Saturday Beefcake: Main Course


Once again the culinary treasures of Puglia are looted from the June/July 2003 issue of Italian Cooking and Living with a recipe requiring stuffing and stuffing, as you dear reader well know is a favourite pastime in these parts.
Stuffed Squid




Squid, one kilo, cleaned and separated into tentacles and bodies; choose squid about 4 to 5 inches long (not including tentacles) for this recipe.
Bread Crumbs, one half cup
Chopped parsley, two tablespoons
Garlic, one clove, minced
Extra Virgin Olive Oil, one half cup
Sea salt [or kosher salt]
Black pepper, freshly ground
Oven Pre-heated 350F



1. Finely chop the squid tentacles, and place them in a food processor.
2. Add the bread crumbs, parsley, garlic and olive oil.
3. Process until a smooth filling forms, adding more olive oil if it is too dry.
4. Season with salt and pepper.
5. Spoon the filling into the squid bodies, then close the open end with a toothpick.
6. In a large ovenproof skillet over medium high heat heat about two tablespoons of the olive oil
7. Add the squid; brown it in the olive oil; four minutes or so.
8. Place the skillet in the oven and bake for about 30 minutes; until tender.
9. Plate the squid individually or on a large plate on a bed of lettuce.

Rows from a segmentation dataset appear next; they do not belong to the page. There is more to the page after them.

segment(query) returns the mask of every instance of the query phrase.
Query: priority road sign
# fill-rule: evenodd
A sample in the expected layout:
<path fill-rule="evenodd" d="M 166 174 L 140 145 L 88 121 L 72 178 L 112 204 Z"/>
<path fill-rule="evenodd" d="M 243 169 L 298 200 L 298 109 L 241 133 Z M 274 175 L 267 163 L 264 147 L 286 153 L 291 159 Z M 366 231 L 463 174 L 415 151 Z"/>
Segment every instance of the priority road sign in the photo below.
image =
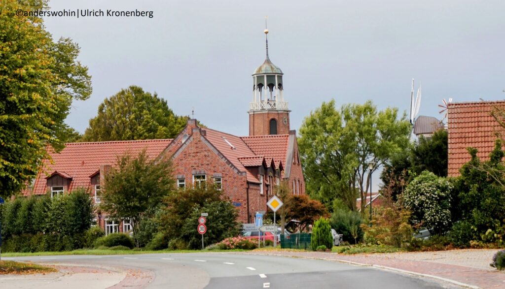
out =
<path fill-rule="evenodd" d="M 199 224 L 198 225 L 198 233 L 201 235 L 205 234 L 207 232 L 207 227 L 204 224 Z"/>
<path fill-rule="evenodd" d="M 207 221 L 207 219 L 205 218 L 205 217 L 200 217 L 198 218 L 198 223 L 199 224 L 205 224 Z"/>
<path fill-rule="evenodd" d="M 282 206 L 283 203 L 282 201 L 280 200 L 280 199 L 277 198 L 277 196 L 274 196 L 268 200 L 267 205 L 272 209 L 272 211 L 277 212 L 277 210 Z"/>

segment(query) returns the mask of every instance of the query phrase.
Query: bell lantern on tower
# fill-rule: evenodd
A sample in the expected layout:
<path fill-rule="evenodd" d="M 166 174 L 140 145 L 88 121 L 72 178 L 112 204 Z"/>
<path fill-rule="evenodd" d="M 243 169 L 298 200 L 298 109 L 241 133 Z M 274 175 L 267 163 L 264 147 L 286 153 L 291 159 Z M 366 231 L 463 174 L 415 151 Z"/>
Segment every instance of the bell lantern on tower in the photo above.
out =
<path fill-rule="evenodd" d="M 249 103 L 249 135 L 288 134 L 289 112 L 284 101 L 282 71 L 268 56 L 268 29 L 265 30 L 267 57 L 252 74 L 252 101 Z"/>

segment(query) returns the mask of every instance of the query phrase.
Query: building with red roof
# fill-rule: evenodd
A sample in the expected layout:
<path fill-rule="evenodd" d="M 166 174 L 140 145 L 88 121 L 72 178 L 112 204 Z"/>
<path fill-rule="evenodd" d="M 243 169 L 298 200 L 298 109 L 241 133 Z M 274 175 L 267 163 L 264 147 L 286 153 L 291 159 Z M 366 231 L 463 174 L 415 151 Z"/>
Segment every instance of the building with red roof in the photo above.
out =
<path fill-rule="evenodd" d="M 269 58 L 268 42 L 267 47 L 266 60 L 252 75 L 248 136 L 200 127 L 190 119 L 173 139 L 68 143 L 59 153 L 48 149 L 52 161 L 44 162 L 25 195 L 55 196 L 82 187 L 98 203 L 100 182 L 117 158 L 144 149 L 151 159 L 171 158 L 180 189 L 203 182 L 221 188 L 238 209 L 241 222 L 250 223 L 256 212 L 267 210 L 266 203 L 281 180 L 288 182 L 293 194 L 305 194 L 296 132 L 289 129 L 283 74 Z M 130 227 L 120 227 L 118 220 L 101 214 L 96 220 L 108 233 Z"/>
<path fill-rule="evenodd" d="M 477 149 L 481 160 L 489 159 L 494 141 L 505 132 L 491 115 L 495 107 L 505 108 L 505 100 L 447 104 L 449 177 L 459 176 L 460 168 L 470 160 L 467 148 Z"/>

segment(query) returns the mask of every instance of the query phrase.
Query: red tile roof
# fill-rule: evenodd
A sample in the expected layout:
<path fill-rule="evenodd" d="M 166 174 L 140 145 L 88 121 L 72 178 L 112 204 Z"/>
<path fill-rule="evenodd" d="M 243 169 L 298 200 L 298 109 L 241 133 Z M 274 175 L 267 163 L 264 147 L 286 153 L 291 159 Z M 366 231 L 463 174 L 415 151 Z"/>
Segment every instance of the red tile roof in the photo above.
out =
<path fill-rule="evenodd" d="M 114 165 L 118 156 L 127 153 L 136 155 L 144 149 L 149 158 L 156 157 L 171 141 L 162 139 L 68 143 L 59 153 L 49 148 L 48 151 L 53 164 L 47 160 L 44 161 L 44 171 L 39 173 L 33 193 L 45 194 L 46 183 L 44 175 L 57 172 L 66 176 L 67 178 L 72 178 L 69 190 L 79 187 L 88 188 L 90 186 L 90 176 L 95 175 L 100 165 Z"/>
<path fill-rule="evenodd" d="M 259 166 L 263 164 L 264 160 L 265 157 L 262 155 L 238 158 L 244 166 Z"/>
<path fill-rule="evenodd" d="M 505 100 L 449 103 L 447 109 L 448 175 L 460 175 L 459 169 L 470 159 L 467 148 L 478 150 L 477 156 L 487 159 L 494 147 L 497 133 L 505 132 L 491 115 L 495 106 L 505 108 Z"/>
<path fill-rule="evenodd" d="M 255 136 L 240 138 L 255 153 L 264 155 L 267 165 L 274 159 L 275 168 L 281 162 L 285 164 L 289 135 L 271 135 Z"/>
<path fill-rule="evenodd" d="M 239 157 L 257 156 L 240 137 L 207 128 L 202 129 L 206 131 L 205 138 L 212 145 L 239 170 L 245 172 L 247 181 L 260 182 L 258 178 L 246 169 L 238 160 Z"/>

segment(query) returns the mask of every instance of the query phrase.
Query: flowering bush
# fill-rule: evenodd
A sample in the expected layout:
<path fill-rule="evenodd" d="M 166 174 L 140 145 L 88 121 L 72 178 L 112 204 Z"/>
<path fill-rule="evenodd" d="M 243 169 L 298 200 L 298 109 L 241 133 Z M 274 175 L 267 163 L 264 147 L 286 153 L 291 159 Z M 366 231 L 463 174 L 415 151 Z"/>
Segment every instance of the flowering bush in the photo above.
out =
<path fill-rule="evenodd" d="M 444 178 L 424 171 L 407 186 L 403 204 L 412 211 L 411 221 L 421 223 L 443 234 L 451 225 L 450 193 L 452 185 Z"/>
<path fill-rule="evenodd" d="M 505 269 L 505 250 L 497 252 L 493 256 L 493 262 L 489 265 L 498 270 Z"/>
<path fill-rule="evenodd" d="M 257 239 L 256 239 L 257 240 Z M 249 239 L 242 236 L 226 238 L 217 244 L 218 247 L 221 250 L 231 250 L 234 249 L 242 249 L 244 250 L 252 250 L 258 246 L 255 239 Z"/>

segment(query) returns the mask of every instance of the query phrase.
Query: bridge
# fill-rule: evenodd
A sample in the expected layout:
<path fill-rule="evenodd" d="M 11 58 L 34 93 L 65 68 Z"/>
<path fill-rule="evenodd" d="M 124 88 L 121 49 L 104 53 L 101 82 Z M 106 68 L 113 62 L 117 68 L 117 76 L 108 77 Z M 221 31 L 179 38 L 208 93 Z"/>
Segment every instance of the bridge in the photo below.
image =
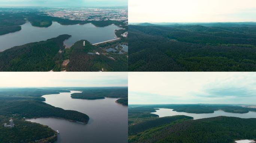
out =
<path fill-rule="evenodd" d="M 118 38 L 113 39 L 112 40 L 108 40 L 108 41 L 104 41 L 104 42 L 100 42 L 99 43 L 94 44 L 92 44 L 92 45 L 98 45 L 98 44 L 100 44 L 107 43 L 108 42 L 113 42 L 113 41 L 116 41 L 116 40 L 118 40 L 120 39 L 120 38 Z"/>

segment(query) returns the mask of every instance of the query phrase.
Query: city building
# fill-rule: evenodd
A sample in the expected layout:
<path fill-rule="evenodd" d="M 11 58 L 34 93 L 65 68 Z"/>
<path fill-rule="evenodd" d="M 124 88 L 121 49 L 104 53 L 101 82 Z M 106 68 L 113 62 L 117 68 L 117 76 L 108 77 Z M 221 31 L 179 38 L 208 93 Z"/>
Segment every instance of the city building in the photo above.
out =
<path fill-rule="evenodd" d="M 4 123 L 4 127 L 10 128 L 13 128 L 14 127 L 15 125 L 14 123 L 13 123 L 13 120 L 11 119 L 9 121 L 10 121 L 10 124 L 8 125 L 7 124 L 7 123 Z"/>

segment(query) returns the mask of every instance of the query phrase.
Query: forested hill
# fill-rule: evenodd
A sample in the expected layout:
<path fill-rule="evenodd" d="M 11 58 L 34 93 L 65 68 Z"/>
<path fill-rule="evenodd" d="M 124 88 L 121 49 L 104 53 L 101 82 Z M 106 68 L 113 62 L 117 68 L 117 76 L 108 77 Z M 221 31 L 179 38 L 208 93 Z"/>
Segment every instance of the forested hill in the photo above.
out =
<path fill-rule="evenodd" d="M 17 114 L 27 118 L 54 117 L 87 123 L 89 117 L 75 111 L 66 110 L 45 102 L 33 100 L 0 101 L 1 115 L 11 117 Z"/>
<path fill-rule="evenodd" d="M 231 143 L 235 140 L 256 139 L 255 118 L 218 117 L 171 123 L 130 135 L 129 143 Z"/>
<path fill-rule="evenodd" d="M 0 88 L 0 100 L 31 99 L 45 101 L 41 97 L 47 94 L 70 92 L 65 89 L 43 89 L 38 88 Z"/>
<path fill-rule="evenodd" d="M 24 118 L 52 117 L 87 123 L 89 117 L 79 112 L 64 110 L 41 101 L 46 94 L 70 92 L 62 88 L 1 88 L 0 89 L 0 143 L 51 143 L 57 134 L 46 125 Z M 14 128 L 2 125 L 13 119 Z"/>
<path fill-rule="evenodd" d="M 49 71 L 61 56 L 59 51 L 71 36 L 62 35 L 46 41 L 16 46 L 0 53 L 0 71 Z"/>
<path fill-rule="evenodd" d="M 158 26 L 165 27 L 174 27 L 179 26 L 193 26 L 199 25 L 206 27 L 246 27 L 255 26 L 255 22 L 211 22 L 211 23 L 143 23 L 132 24 L 140 26 Z"/>
<path fill-rule="evenodd" d="M 129 26 L 131 71 L 256 71 L 256 26 Z"/>
<path fill-rule="evenodd" d="M 71 95 L 72 98 L 86 99 L 111 98 L 125 98 L 128 97 L 128 87 L 103 87 L 85 88 L 82 93 Z"/>

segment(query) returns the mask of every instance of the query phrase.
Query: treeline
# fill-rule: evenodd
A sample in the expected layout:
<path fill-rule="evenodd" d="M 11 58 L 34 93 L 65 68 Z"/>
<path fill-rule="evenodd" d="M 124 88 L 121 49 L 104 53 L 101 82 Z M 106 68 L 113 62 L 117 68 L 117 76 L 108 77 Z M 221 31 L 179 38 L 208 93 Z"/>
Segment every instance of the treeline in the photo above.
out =
<path fill-rule="evenodd" d="M 127 87 L 91 88 L 83 89 L 82 93 L 71 94 L 72 98 L 96 99 L 105 97 L 124 98 L 128 96 Z"/>
<path fill-rule="evenodd" d="M 58 53 L 63 41 L 71 36 L 62 35 L 46 41 L 16 46 L 0 52 L 0 71 L 49 71 L 61 60 Z"/>
<path fill-rule="evenodd" d="M 139 133 L 144 131 L 150 128 L 169 124 L 172 122 L 176 123 L 177 122 L 192 119 L 193 117 L 191 117 L 176 115 L 158 118 L 152 120 L 143 121 L 136 124 L 129 125 L 128 130 L 128 134 L 129 135 L 136 135 Z"/>
<path fill-rule="evenodd" d="M 130 136 L 129 143 L 231 143 L 255 139 L 256 119 L 218 117 L 151 128 Z"/>
<path fill-rule="evenodd" d="M 0 35 L 20 31 L 25 20 L 21 13 L 0 12 Z"/>
<path fill-rule="evenodd" d="M 129 71 L 254 71 L 256 26 L 129 26 Z"/>
<path fill-rule="evenodd" d="M 223 109 L 226 111 L 231 108 L 232 112 L 239 112 L 233 110 L 236 107 L 219 105 L 225 107 Z M 168 106 L 171 105 L 161 106 L 167 108 Z M 212 105 L 208 106 L 210 108 L 213 107 Z M 193 120 L 191 120 L 192 117 L 183 115 L 162 118 L 158 118 L 156 115 L 153 116 L 154 114 L 150 113 L 155 111 L 153 108 L 159 107 L 152 105 L 128 108 L 129 143 L 231 143 L 235 140 L 256 139 L 256 119 L 220 116 Z M 191 105 L 188 107 L 186 109 L 195 108 Z M 240 109 L 238 107 L 237 109 Z"/>
<path fill-rule="evenodd" d="M 234 113 L 246 113 L 250 111 L 256 111 L 256 109 L 229 105 L 214 104 L 167 104 L 144 106 L 142 108 L 163 108 L 173 109 L 177 112 L 189 113 L 212 113 L 214 111 L 221 110 L 225 112 Z"/>
<path fill-rule="evenodd" d="M 9 124 L 12 118 L 15 127 L 4 127 L 3 124 Z M 57 139 L 57 134 L 46 125 L 28 122 L 18 117 L 0 115 L 0 143 L 36 143 L 43 140 L 45 143 L 52 142 Z"/>
<path fill-rule="evenodd" d="M 85 46 L 83 46 L 83 41 L 86 41 Z M 103 51 L 102 49 L 91 44 L 86 40 L 80 40 L 76 42 L 71 48 L 68 56 L 70 61 L 66 69 L 70 72 L 95 72 L 101 70 L 104 72 L 127 71 L 128 66 L 127 57 L 122 54 L 107 53 L 88 54 L 88 53 Z M 114 60 L 110 58 L 111 57 Z M 126 59 L 125 60 L 125 59 Z"/>
<path fill-rule="evenodd" d="M 65 110 L 34 100 L 0 101 L 0 114 L 11 116 L 17 114 L 27 118 L 54 117 L 87 123 L 89 117 L 75 111 Z"/>
<path fill-rule="evenodd" d="M 33 88 L 1 88 L 0 100 L 29 99 L 43 101 L 45 101 L 45 99 L 41 97 L 42 95 L 58 94 L 60 92 L 70 92 L 70 91 L 66 90 Z"/>

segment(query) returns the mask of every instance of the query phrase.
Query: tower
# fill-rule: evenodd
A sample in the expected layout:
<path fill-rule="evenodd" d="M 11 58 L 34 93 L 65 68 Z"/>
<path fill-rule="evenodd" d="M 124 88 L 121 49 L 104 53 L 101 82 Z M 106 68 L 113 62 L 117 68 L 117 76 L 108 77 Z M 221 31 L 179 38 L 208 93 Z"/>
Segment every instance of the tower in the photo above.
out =
<path fill-rule="evenodd" d="M 11 120 L 10 120 L 9 121 L 10 121 L 10 127 L 11 128 L 14 127 L 14 123 L 13 123 L 13 120 L 11 119 Z"/>

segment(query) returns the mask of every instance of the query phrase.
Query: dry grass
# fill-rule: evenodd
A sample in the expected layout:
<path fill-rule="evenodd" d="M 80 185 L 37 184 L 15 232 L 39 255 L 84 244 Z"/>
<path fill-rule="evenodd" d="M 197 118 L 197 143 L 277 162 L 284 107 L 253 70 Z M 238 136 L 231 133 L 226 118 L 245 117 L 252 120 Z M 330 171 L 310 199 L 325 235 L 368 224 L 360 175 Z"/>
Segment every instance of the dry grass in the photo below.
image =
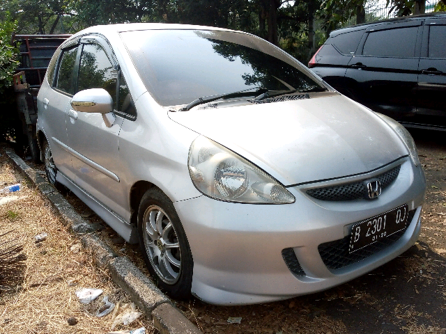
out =
<path fill-rule="evenodd" d="M 0 187 L 22 182 L 22 177 L 0 157 Z M 23 245 L 26 255 L 23 281 L 13 289 L 0 290 L 0 333 L 105 333 L 110 331 L 112 315 L 95 317 L 102 305 L 102 296 L 113 303 L 129 302 L 128 296 L 113 283 L 107 273 L 92 263 L 91 256 L 81 249 L 72 251 L 79 243 L 68 232 L 60 218 L 38 192 L 24 184 L 17 193 L 0 194 L 15 198 L 0 205 L 0 234 L 13 230 L 8 238 Z M 36 244 L 34 237 L 45 232 L 49 237 Z M 104 290 L 102 296 L 90 305 L 81 304 L 75 292 L 82 287 Z M 67 319 L 75 317 L 78 323 L 70 326 Z M 130 326 L 144 326 L 154 333 L 150 321 L 141 317 Z"/>

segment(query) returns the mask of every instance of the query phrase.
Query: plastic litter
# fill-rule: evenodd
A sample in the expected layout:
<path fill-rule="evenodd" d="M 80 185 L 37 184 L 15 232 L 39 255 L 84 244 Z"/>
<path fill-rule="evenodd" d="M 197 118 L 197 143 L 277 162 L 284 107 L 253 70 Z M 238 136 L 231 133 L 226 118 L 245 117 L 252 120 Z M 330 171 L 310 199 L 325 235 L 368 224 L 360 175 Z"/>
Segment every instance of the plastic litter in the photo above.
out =
<path fill-rule="evenodd" d="M 137 329 L 132 329 L 131 331 L 124 330 L 118 331 L 117 332 L 109 332 L 107 334 L 146 334 L 146 328 L 141 327 Z"/>
<path fill-rule="evenodd" d="M 19 199 L 19 196 L 8 196 L 0 198 L 0 206 Z"/>
<path fill-rule="evenodd" d="M 18 191 L 22 189 L 22 184 L 17 183 L 17 184 L 13 184 L 12 186 L 5 186 L 3 189 L 0 189 L 0 193 L 13 193 Z"/>
<path fill-rule="evenodd" d="M 118 313 L 119 314 L 118 315 Z M 137 311 L 137 308 L 133 303 L 121 304 L 118 301 L 113 312 L 112 319 L 114 320 L 111 329 L 113 331 L 120 324 L 123 324 L 124 326 L 130 324 L 141 315 L 142 312 Z"/>
<path fill-rule="evenodd" d="M 77 280 L 76 278 L 71 278 L 67 280 L 67 284 L 70 287 L 72 287 L 73 285 L 77 285 L 77 284 L 79 284 L 79 280 Z"/>
<path fill-rule="evenodd" d="M 241 317 L 229 317 L 228 318 L 228 324 L 240 324 L 241 321 Z"/>
<path fill-rule="evenodd" d="M 100 289 L 91 289 L 85 287 L 76 292 L 79 301 L 83 304 L 89 304 L 104 292 Z"/>
<path fill-rule="evenodd" d="M 102 303 L 105 303 L 105 304 L 101 306 L 100 308 L 99 308 L 99 310 L 96 311 L 96 317 L 98 317 L 98 318 L 102 318 L 102 317 L 105 317 L 107 315 L 110 313 L 114 308 L 114 304 L 109 301 L 108 296 L 105 296 L 102 299 Z"/>
<path fill-rule="evenodd" d="M 78 253 L 80 250 L 81 250 L 81 244 L 79 243 L 75 244 L 70 248 L 70 250 L 71 250 L 75 254 Z"/>
<path fill-rule="evenodd" d="M 48 237 L 48 233 L 46 232 L 43 232 L 42 233 L 39 233 L 34 239 L 36 239 L 36 244 L 38 244 L 39 242 L 43 241 L 45 239 Z"/>

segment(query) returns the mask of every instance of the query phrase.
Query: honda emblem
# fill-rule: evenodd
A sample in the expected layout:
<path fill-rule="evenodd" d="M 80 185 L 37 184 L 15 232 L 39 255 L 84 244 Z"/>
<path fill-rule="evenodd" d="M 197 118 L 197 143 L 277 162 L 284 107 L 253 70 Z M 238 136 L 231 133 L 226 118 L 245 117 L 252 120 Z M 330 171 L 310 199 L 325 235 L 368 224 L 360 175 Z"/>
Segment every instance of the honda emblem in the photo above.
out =
<path fill-rule="evenodd" d="M 378 180 L 371 181 L 367 183 L 367 191 L 369 191 L 369 198 L 376 198 L 381 194 L 381 184 Z"/>

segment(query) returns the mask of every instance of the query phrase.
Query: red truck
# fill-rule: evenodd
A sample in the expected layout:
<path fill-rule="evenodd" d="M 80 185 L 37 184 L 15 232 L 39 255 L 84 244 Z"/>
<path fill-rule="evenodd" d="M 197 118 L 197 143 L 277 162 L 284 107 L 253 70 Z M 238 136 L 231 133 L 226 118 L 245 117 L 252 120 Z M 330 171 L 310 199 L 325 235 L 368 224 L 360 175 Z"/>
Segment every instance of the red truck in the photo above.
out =
<path fill-rule="evenodd" d="M 22 124 L 21 138 L 16 140 L 28 146 L 35 162 L 40 162 L 40 152 L 36 136 L 36 98 L 42 81 L 56 49 L 71 35 L 13 35 L 19 45 L 20 65 L 14 75 L 18 117 Z"/>

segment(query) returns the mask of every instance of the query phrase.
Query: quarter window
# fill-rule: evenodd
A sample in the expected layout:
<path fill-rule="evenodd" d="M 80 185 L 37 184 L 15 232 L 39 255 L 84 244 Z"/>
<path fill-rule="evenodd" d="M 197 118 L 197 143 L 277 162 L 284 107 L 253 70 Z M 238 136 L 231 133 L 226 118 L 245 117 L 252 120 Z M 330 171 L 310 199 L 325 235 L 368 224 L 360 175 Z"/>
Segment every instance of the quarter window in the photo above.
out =
<path fill-rule="evenodd" d="M 414 57 L 417 26 L 381 30 L 369 33 L 364 45 L 364 56 Z"/>
<path fill-rule="evenodd" d="M 119 74 L 119 106 L 118 110 L 132 117 L 137 116 L 132 95 L 122 72 Z"/>
<path fill-rule="evenodd" d="M 446 26 L 431 26 L 429 58 L 446 58 Z"/>
<path fill-rule="evenodd" d="M 60 53 L 61 49 L 57 49 L 54 52 L 54 55 L 52 58 L 49 64 L 48 65 L 48 69 L 47 70 L 48 75 L 47 75 L 47 79 L 48 80 L 48 83 L 50 86 L 53 85 L 53 79 L 54 79 L 54 69 L 56 68 L 56 63 Z"/>
<path fill-rule="evenodd" d="M 77 91 L 90 88 L 104 88 L 116 104 L 118 72 L 98 45 L 86 44 L 82 49 L 79 66 Z"/>
<path fill-rule="evenodd" d="M 330 42 L 344 54 L 354 54 L 364 33 L 364 29 L 331 37 Z"/>
<path fill-rule="evenodd" d="M 56 88 L 68 94 L 74 94 L 72 74 L 76 61 L 77 47 L 63 50 L 59 65 Z"/>

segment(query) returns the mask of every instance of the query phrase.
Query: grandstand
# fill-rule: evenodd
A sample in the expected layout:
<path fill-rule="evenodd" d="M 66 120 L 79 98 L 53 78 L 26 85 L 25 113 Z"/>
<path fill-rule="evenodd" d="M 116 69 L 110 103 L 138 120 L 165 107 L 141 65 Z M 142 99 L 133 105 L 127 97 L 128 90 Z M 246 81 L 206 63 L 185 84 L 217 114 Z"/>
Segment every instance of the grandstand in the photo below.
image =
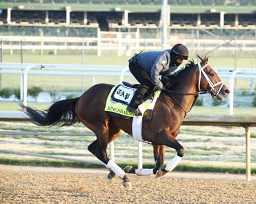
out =
<path fill-rule="evenodd" d="M 256 0 L 168 0 L 169 30 L 255 30 Z M 161 26 L 161 0 L 0 0 L 0 33 L 97 36 Z M 221 15 L 224 22 L 221 22 Z M 222 24 L 221 24 L 222 23 Z"/>

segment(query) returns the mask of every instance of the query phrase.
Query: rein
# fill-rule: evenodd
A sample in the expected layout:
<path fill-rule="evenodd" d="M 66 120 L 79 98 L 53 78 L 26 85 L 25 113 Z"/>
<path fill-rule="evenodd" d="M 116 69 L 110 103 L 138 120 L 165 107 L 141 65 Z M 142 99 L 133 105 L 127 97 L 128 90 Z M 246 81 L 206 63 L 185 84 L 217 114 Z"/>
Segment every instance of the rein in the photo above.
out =
<path fill-rule="evenodd" d="M 209 77 L 207 76 L 206 72 L 204 71 L 204 69 L 206 68 L 208 66 L 208 64 L 206 64 L 203 67 L 201 66 L 201 63 L 197 63 L 198 69 L 199 69 L 199 78 L 198 80 L 198 91 L 195 93 L 183 93 L 183 92 L 179 92 L 179 91 L 170 91 L 170 90 L 165 90 L 164 91 L 166 92 L 167 93 L 169 93 L 173 99 L 175 100 L 176 104 L 181 107 L 181 109 L 185 112 L 185 116 L 187 115 L 187 113 L 192 109 L 193 106 L 195 105 L 195 101 L 197 100 L 197 98 L 199 97 L 199 95 L 201 94 L 205 94 L 205 93 L 211 93 L 212 96 L 213 97 L 214 95 L 218 95 L 219 93 L 220 90 L 221 89 L 224 83 L 222 81 L 220 81 L 216 84 L 213 84 L 213 82 L 210 80 Z M 201 73 L 203 73 L 204 76 L 206 79 L 208 83 L 210 84 L 211 87 L 210 92 L 209 91 L 201 91 L 201 87 L 200 87 L 200 84 L 201 84 Z M 214 93 L 214 91 L 215 90 L 215 87 L 219 84 L 221 84 L 220 88 L 217 90 L 217 92 L 215 93 Z M 192 104 L 191 107 L 189 109 L 188 111 L 186 111 L 184 108 L 182 106 L 182 105 L 180 104 L 180 102 L 176 99 L 176 98 L 174 96 L 174 95 L 194 95 L 195 96 L 195 100 L 193 103 Z"/>

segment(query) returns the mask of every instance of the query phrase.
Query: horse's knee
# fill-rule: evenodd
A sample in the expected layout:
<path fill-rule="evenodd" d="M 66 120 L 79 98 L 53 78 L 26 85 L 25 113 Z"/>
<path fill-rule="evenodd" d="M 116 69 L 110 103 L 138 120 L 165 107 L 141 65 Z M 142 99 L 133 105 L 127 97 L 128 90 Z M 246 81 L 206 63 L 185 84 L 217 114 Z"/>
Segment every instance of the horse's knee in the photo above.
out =
<path fill-rule="evenodd" d="M 184 154 L 185 154 L 185 149 L 184 148 L 180 148 L 179 150 L 177 151 L 177 155 L 179 157 L 183 157 L 183 156 L 184 156 Z"/>
<path fill-rule="evenodd" d="M 88 150 L 89 150 L 89 152 L 91 152 L 94 155 L 96 155 L 96 152 L 97 152 L 97 145 L 95 145 L 95 144 L 97 144 L 97 143 L 95 141 L 95 141 L 94 142 L 92 142 L 87 148 Z"/>

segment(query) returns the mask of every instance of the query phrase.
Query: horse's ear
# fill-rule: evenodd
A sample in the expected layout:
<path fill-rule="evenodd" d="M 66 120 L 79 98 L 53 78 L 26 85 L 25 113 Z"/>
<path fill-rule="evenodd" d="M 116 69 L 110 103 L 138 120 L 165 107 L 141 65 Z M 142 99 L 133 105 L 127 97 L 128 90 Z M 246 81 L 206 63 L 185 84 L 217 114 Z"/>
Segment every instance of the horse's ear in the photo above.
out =
<path fill-rule="evenodd" d="M 199 55 L 198 54 L 197 54 L 197 57 L 201 60 L 201 61 L 204 60 L 202 59 L 202 58 L 199 56 Z"/>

Squid is an especially versatile source of protein which responds well to its surrounding flavours.




Side dishes nothwithstanding--a green salad does very well or research our archives for a simple broccoli di rape recipe. Mario Batali's is excellent, simple and tasty.



And speaking of side dishes and stuffing, the photos chosen are those of young men who know a lot about filling, viz. filling out a swimsuit or gym shorts.